以上が事務局のあらましであるが、国連職員になりたい、と考える人でなければ、さらに知る必要はないかもしれない。国連がルーティンワークを淡々とこなすだけの目立たない組織であればそれで問題ない。国連は平和や貧困に取り組み、危機や緊急事態に対処する世界組織である。事務総長の顔がニュースで映されるのは、課題の解決が事務総長の指導力にかかっている、と皆が信じているからである。

国連事務総長を評価するには、まず彼または彼女がいかに選ばれるかを知らねばならない。憲章は「安保理の勧告に基いて総会が任命」すると定める(第97条)。これは拒否権が使われる対象になるということである。常任理事国と事務総長が対立していては、円滑な運営はおぼつかない。各理事国にとっては、できるだけ自国と良い関係の人物を選びたい本音がある。
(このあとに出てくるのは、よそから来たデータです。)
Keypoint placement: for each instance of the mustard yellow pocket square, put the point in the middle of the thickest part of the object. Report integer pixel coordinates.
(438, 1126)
自国の推す人物をごり押ししようと拒否権を濫用すれば、永久に安保理は勧告ができない。

実際、1976年に事務総長を選ぼうとしたところ、拒否権により選ぶことができない事態が起こりかけた。候補者はメキシコ前大統領のルイス・エチェベリアアルバレスと現国連事務総長のクルト・ワルトハイムであった。1回目投票において、すでにワルトハイムに圧倒的な賛成票が投じられていたが、代表権を得たばかりの中国が反対票を入れた。議長国が説得して、2回目の投票でワルトハイムの再選が確定した。こうしたことがないよう、数か月前からストローポルと呼ばれる模擬投票を繰り返し、落としどころを見つけておくことがその後、行われたようである[4]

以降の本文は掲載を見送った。